Radevormwald. Den "Sommerschlussverkauf" gibt es nicht mehr. Oft wird eine Aktion mit "Sale" umschrieben. Es lohnt sich deshalb in diesen Tagen in vielen Geschäften, nach Sommerware zu suchen. Verkaufsschlager waren Regenschutzkleidung. Von Flora Treiber

Der Sommer hat es am Wochenende zwar endlich auch nach Radevormwald geschafft, davor aber hatten besonders auch die Einzelhändler mit viel Regen zu kämpfen. All denjenigen, die ihre Lagerräume saisonal bestücken, hat der bisherige Sommer das Geschäft erschwert und den Umsatz klein gehalten.

Rainer Habermann eröffnet die Einkaufsmöglichkeiten in Radevormwald am westlichen Ende der Kaiserstraße mit seinem Schuhgeschäft. Wer Sommerschuhe sucht, hält bei ihm oder wenige Ladenlokale weiter im Schuhgeschäft Lüttgenau. Beide Geschäfte sind seit Jahrzehnten in der Stadt auf der Höhe etabliert, beide haben unter dem schlechten Wetter gelitten. "Wir richten unser Angebot nach dem Wetter und den Trends. Leider war der Sommer bisher so nass, dass beinahe niemand Sandalen oder offene Schuhe gebraucht hat", sagt Rainer Habermann. Er hat schon vor Wochen angefangen, die Sommerware zu reduzieren, um nicht auf den Beständen sitzen zu bleiben und in seinen Lagerräumen Platz für die neue Herbst- und Wintermode zu schaffen.

Wer im Spätsommer in den Urlaub fährt, kann also auf das ein oder andere Schnäppchen hoffen. "Gut verkauft haben wir geschlossene Leinenschuhe. Die sind zwar nicht völlig wasserdicht, aber Gummistiefel will im Sommer auch niemand tragen", sagt der Schuhverkäufer. Während in seinem Schaufenster die schönsten Sandalen aus seinem Sortiment zu reduzierten Preisen ausgestellt werden, hat die Spind-Boutique von Jutta Clouth schon auf Herbst umgestellt. In dem Bekleidungsgeschäft von Andrea Scherber, Bahama Moden, gibt es noch viel Sommermode - und sogar noch einige Stücke aus der Frühlingskollektion. "Die Reduzierung der Preise ist bei uns vor einer Woche gestartet", sagt Mitarbeiterin Marion Burchardt. Dass ein regnerischer Sommer kein Verkaufsschlager ist, kann sie bestätigen. "Niemand will ein Kleid kaufen, wenn man es nicht unmittelbar nach dem Erwerb auch tragen kann. Verkaufsfördernd waren die letzten Wochen leider nicht."
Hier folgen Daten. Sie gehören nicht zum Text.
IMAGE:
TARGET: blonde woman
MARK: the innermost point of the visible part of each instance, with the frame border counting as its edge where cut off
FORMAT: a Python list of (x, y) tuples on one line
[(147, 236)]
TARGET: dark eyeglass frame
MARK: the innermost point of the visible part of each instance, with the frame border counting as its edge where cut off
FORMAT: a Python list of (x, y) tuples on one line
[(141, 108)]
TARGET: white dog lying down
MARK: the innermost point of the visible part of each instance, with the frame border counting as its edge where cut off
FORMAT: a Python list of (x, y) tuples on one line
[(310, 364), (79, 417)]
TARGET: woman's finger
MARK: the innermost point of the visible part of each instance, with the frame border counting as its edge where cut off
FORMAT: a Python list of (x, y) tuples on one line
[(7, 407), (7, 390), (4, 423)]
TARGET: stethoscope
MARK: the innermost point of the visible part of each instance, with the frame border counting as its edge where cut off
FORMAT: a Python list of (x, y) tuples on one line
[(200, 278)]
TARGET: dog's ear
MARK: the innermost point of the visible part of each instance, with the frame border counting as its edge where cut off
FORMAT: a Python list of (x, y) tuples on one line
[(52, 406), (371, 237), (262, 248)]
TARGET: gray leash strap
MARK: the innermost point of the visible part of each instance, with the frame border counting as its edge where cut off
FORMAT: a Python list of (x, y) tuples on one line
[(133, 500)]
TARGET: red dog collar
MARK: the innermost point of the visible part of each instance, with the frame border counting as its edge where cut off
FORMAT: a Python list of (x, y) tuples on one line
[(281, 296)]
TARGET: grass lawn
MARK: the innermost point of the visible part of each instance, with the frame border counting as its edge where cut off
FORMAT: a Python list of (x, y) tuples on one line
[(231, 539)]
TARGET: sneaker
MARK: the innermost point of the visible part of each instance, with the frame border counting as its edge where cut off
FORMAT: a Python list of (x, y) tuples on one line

Die wichtigsten Kleidungsstücke der neuen Saison hängen bereits im Geschäft, der Rest wartet im Lager. Auf viele bereits reduzierte Artikel gibt es bei Bahama Moden deshalb extra noch einmal 20 Prozent. Genau wie das Geschäft von Andrea Scherber hat auch Sport Reinbott nicht nur mit der Witterung, sondern auch mit der großen Baustelle zu kämpfen, die durch die Umsetzung des neuen Kreisverkehres entstanden ist. Geschäftsführer Torsten Reinbott hat gemeinsam mit seinem Team versucht, das Beste aus den durchaus schwierigen Umständen zu machen. Mit Baustellen-Aktionen und Sonderpreisen sowie plakativer Werbung ist es dem Sportgeschäft gelungen, einen Mehrwert aus der Baustelle zu ziehen. "Das Wetter hat uns nicht sehr viel zu schaffen gemacht. Regenjacken waren natürlich besonders beliebt", sagt der Geschäftsführer.

Momentan deutet bereits die Produktpräsentation bei Sport Reinbott auf den Sommerschlussverkauf hin. Die Kunden können sich durch viele Kleiderstangen und Regale arbeiten und dabei viele Schnäppchen finden. Alle Einzelhändler setzen nach den letzten Monaten auf einen goldenen Herbst und einen kalten Winter.